Argentina’s largest professional football and sports club, Club Atlético River Plate (CARP), is targeted by the Qilin ransomware group on Friday.
The ransomware operators posted the Buenos Aires-based athletic organization on its dark victim blog, actually categorizing the club as "Accounting Services."
The ransomware group did not list the number of gigabytes of data they may have exfiltrated from the sports club’s servers, but did attach an Onion share link containing thousands of files.
Founded in 1901, River Plate is considered the most successful professional football team in Argentina, winning 72 titles overall, and plays at the Estadio Mâs Monumental, the largest stadium in South America. To note, Turkish Airlines is the team jersey sponsor.
With over 350,000 members, the world's largest sports club also has a robust youth division, with team players as young as seven years old.
Of those thousands of files, the majority in the leaked index appear to be in PDF, Excel, Word, image, email (.eml), and compressed archive formats (.7z), with some video files as well.
The individual file sizes range from 1 KB to approximately 22 MB, with the largest files being compressed plan archives and technical documents.
Dated between 2021 and 2025, document categories indicated by the file names include invoices, credit notes, budgets, purchase requests (SOLPED), contracts, regulatory forms, technical specifications, architectural plans, and photographic records.
Cybernews has reached out to Club Atlético River Plate and is awaiting a response.
Additionally, Qilin attached five documents to the entry, presumably from the stolen cache.

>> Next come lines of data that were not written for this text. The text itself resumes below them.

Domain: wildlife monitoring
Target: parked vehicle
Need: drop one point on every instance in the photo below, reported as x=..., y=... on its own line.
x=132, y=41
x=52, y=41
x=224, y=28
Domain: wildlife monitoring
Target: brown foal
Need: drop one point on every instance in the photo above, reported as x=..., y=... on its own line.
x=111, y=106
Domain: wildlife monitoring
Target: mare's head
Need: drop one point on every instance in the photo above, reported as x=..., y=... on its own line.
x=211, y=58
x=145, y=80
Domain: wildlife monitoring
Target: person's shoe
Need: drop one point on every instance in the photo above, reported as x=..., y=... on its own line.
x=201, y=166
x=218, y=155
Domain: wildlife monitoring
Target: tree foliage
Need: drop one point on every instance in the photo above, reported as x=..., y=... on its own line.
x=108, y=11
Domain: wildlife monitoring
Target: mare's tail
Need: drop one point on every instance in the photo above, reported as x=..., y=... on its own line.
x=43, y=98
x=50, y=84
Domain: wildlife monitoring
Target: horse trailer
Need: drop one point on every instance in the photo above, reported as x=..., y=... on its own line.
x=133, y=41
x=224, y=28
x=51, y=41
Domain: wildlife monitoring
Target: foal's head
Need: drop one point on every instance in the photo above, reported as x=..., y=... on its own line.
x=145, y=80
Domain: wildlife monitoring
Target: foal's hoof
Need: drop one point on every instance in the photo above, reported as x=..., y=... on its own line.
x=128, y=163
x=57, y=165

The samples, viewed by Cybernews, appear to include various credit card statements, purchase orders, and contracts.
Qilin ransomware dominates 2025
The Qilin gang claims that it began operating in 2021, although its first known attack was recorded in 2022.
Linked to Russia, Qilin has claimed more than 600 attacks in the past six months alone, aggressively outperforming its ransomware rivals to become the most active gang in 2025.
According to Cybernews' in-house surveillance tool, Ransomlooker, the gang has listed 1085 victims since 2023, including numerous high-profile organizations.
The group targeted the controversial cult-like religion Scientology earlier this month.
In November, the gang claimed the digital gaming and casimo powerhouse International Game Technology (IGT), the US-based Cornerstone Staffing Solutions, exposing the resumes of 120,000 job seekers, as well as the North American industrial electrical contractors Spark Power and the Switzerland-based international Habib Bank AG Zurich, allegedly comprising two million files.
A recent profile of the group by Comparitec states that Qilin primarily targets manufacturers, finance companies, retailers, healthcare providers, and government agencies, as these sectors store sensitive information and are most vulnerable to data breaches.
When it comes to affected countries, Qilin has hit the US with the most attacks (375), followed by France (41), Canada (39), South Korea (33), and Spain (26), the research shows.
Known for using a ransomware-as-a-service (RaaS) business model, the cybercriminal group often employs double extortion, demanding a ransom for decryption and then a second payout to guarantee the stolen files will not be leaked.
Known for using a ransomware-as-a-service (RaaS) business model, the cybercriminal group often employs double extortion, demanding a ransom for decryption and then a second payout to guarantee the stolen files will not be leaked.
Qilin is known for actively recruiting affiliates on Russian-language hacker forums and avoids targeting Commonwealth of Independent States (CIS) countries, suggesting a Kremlin-aligned agenda.
Recently allied with the notorious Russia-linked gang LockBit and DragonForce, Qilin made waves in October with attacks on Japan's largest beer producer, Asahi Holdings; Volkswagen Group France; California Golf Club of San Francisco (Cal Club); and Israel's 4th-largest hospital, Shamir Medical Center, on Yom Kippur.
Qilin has additionally claimed attacks this year on Nissan Japan's design arm, Creative Box, and US pharmaceutical research conglomerate Inotiv, and US pharmacy benefits manager MedImpact Healthcare Systems.
Other past Qilin victims further include California PR firm Singer Associates, energy and manufacturing giant SK Group, US newspaper conglomerate Lee Enterprises, the Houston Symphony, Detroit’s PBS TV station, top North American auto parts suppliers Yanfeng in China, and the Utsunomiya cancer treatment center in Japan.